BRCA1 and BRCA2 tumor suppressors in neural crest cells are essential for craniofacial bone development.

Craniofacial abnormalities, including facial skeletal defects, comprise approximately one-third of all birth defects in humans. Since most bones in the face derive from cranial neural crest cells (CNCCs), which are multipotent stem cells, craniofacial bone disorders are largely attributed to defects in CNCCs. However, it remains unclear how the niche of CNCCs is coordinated by multiple gene regulatory networks essential for craniofacial bone development. Here we report that tumor suppressors breast cancer 1 (BRCA1) and breast cancer 2 (BRCA2) are required for craniofacial bone development in mice. Disruption of Brca1 in CNCC-derived mesenchymal cells, but not in epithelial-derived cells, resulted in craniofacial skeletal defects. Whereas osteogenic differentiation was normal, both osteogenic proliferation and survival were severely attenuated in Brca1 mutants.
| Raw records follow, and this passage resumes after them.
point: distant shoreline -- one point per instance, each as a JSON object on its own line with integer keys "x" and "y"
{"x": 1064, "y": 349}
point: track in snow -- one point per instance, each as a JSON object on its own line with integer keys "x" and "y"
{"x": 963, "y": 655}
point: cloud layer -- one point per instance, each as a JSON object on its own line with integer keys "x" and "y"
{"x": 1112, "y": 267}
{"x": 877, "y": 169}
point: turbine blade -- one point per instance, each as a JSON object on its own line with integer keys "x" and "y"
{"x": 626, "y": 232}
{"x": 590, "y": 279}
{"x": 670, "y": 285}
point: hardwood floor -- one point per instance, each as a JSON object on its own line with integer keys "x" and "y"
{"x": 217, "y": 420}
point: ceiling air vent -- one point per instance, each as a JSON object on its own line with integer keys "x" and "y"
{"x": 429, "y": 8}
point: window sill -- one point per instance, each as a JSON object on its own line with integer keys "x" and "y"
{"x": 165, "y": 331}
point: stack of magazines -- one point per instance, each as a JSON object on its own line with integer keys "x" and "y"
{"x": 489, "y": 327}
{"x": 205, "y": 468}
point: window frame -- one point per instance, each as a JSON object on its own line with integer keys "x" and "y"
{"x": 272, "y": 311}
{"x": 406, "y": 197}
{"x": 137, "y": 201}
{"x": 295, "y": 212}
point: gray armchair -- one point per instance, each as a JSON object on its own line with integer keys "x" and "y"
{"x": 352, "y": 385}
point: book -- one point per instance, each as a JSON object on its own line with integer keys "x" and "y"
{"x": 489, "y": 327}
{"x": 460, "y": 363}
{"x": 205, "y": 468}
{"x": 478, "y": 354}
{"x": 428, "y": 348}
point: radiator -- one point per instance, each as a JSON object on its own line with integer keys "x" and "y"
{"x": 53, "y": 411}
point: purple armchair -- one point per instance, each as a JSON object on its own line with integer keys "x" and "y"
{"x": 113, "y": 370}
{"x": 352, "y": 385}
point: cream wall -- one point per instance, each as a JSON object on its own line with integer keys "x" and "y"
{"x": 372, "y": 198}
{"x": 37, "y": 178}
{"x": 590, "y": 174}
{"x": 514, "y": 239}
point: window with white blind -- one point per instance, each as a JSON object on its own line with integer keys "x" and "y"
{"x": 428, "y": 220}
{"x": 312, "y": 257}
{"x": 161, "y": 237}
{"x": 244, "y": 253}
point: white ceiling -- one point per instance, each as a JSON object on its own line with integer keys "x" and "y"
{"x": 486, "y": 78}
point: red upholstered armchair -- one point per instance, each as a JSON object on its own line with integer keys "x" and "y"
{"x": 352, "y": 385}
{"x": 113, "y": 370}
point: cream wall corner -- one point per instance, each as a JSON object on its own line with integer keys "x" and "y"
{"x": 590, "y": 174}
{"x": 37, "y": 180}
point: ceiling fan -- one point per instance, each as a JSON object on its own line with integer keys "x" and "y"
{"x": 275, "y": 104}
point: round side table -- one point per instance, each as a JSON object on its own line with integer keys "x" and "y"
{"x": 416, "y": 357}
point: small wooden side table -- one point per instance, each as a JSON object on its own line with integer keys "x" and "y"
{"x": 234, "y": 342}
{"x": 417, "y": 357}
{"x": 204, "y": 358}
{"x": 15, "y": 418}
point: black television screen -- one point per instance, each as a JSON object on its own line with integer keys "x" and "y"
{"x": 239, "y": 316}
Brca1-deficient craniofacial skeletogenic precursors displayed increased DNA damage and enhanced cell apoptosis. Importantly, the craniofacial skeletal defects were sufficiently rescued by superimposing p53 null alleles in a neural crest-specific manner in vivo, indicating that BRCA1 deficiency induced DNA damage, cell apoptosis, and that the pathogenesis of craniofacial bone defects can be compensated by inactivation of p53. Mice lacking Brca2 in CNCCs, but not in epithelial-derived cells, also displayed abnormalities resembling the craniofacial skeletal malformations observed in Brca1 mutants. Our data shed light on the importance of BRCA1/BRCA2 function in CNCCs during craniofacial skeletal formation.